= Death (statue) =

1935 statue by Isamu Noguchi

Death is a statue by Isamu Noguchi, depicting a dead body of a person who had been lynched, inspired by the 1930 lynching of George Hughes in Texas. The almost life-sized statue was exhibited at one of two 1935 New York anti-lynching exhibitions, where its bad and overtly racist reception caused its creator to change career direction.

==Description==
The statue was a 3 ft high monel metal sculpture of a lynched man, hung via a rope with a noose from a metal mount, a slightly smaller than life-sized depiction of a body of a man who had been hanged and then his body burned. The arms and legs had been contorted as though the ligaments had contracted as a result of fire. Before making it, Noguchi had seen a picture of the body after the lynching of George Hughes in 1930, which had been widely published in the northern Black press.
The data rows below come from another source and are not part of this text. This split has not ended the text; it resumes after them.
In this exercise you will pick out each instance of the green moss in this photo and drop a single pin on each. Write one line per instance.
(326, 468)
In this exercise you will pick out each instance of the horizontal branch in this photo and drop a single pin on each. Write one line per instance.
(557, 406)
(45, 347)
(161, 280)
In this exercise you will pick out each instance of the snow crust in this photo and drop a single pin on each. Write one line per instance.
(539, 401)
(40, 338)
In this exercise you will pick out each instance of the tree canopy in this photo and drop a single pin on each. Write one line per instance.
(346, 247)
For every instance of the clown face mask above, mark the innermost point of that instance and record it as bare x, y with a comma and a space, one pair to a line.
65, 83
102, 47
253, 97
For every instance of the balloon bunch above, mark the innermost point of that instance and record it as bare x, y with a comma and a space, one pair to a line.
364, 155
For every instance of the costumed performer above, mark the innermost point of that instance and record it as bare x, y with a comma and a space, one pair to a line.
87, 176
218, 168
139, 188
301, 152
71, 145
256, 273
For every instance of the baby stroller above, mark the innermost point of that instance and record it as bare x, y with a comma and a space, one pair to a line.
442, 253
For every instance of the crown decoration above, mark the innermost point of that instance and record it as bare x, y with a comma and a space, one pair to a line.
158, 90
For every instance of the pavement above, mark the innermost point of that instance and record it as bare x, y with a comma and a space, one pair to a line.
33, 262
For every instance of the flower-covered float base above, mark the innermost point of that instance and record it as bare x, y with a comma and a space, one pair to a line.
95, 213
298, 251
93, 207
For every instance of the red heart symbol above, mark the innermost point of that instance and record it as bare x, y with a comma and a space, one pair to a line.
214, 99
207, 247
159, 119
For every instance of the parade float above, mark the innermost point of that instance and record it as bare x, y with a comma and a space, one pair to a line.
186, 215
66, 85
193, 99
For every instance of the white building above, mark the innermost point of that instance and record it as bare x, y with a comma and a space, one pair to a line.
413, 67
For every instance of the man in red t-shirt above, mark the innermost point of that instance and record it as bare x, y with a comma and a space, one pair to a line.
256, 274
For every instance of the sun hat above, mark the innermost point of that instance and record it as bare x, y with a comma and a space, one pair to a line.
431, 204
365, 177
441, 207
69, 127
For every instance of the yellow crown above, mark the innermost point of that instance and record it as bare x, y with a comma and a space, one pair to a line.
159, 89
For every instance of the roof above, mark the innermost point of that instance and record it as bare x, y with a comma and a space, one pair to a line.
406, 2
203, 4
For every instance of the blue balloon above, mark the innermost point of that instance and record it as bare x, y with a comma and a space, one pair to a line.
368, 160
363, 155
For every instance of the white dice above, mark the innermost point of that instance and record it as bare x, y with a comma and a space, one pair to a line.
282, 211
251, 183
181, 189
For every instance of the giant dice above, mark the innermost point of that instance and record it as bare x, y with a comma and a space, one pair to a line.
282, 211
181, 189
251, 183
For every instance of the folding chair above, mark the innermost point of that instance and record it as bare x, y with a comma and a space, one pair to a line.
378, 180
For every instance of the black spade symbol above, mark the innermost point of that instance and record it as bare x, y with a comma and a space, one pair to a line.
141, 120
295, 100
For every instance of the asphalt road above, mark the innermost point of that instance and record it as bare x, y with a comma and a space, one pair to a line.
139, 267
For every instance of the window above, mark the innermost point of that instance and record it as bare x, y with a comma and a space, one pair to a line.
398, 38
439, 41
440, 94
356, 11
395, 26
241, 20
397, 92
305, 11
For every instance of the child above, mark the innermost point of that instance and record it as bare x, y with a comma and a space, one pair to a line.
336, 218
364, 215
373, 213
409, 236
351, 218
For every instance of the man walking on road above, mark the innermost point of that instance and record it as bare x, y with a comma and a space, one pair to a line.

Noguchi presented it in the first of the 1935 exhibitions (the NAACP one), having removed it from his solo exhibition at the Marie Harriman Gallery. Despite having smoothed over details of the body to give it a more abstract form, it was one of several items whose gruesome realism reviewers of the NAACP exhibition found shocking. Indeed, it was particularly singled out for its grisly realism by reviewers, criticized (for example) for "aesthetic opportunism", and as "macabre" and "bizarre" by ARTnews. Edward Alden Jewell of The New York Times considered it disastrously realistic, evoking extreme horror at the agony of a lynching, and more sensational than of actual artistic value. The reviewer for The Christian Century put it more mildly, saying that if the purpose of art was to magnify its materials, then Death "hits the mark" and "intensifies the horror of a lynching".

Comments by The New York Sun critic Henry McBride were deemed overtly racist. Previously a supporter of Noguchi, McBride had occasionally used descriptions such as "wily" and "semi-oriental" for him, but for Death he was more direct, saying that "this gruesome study of a lynching with a contorted figure dangling from an actual rope, may be like a photograph from which it was made, but as a work of art it is a little Japanese mistake". Noguchi was being viewed as an "outsider", who was not permitted to comment on United States barbarisms. In immediate response to this Noguchi removed it from the NAACP exhibition on its fourth day and instead displayed it at the Artists' Union exhibition.

In his autobiography written 30 years later, Noguchi cited this as in part why he stopped exhibiting in galleries and took to designing stage sets instead.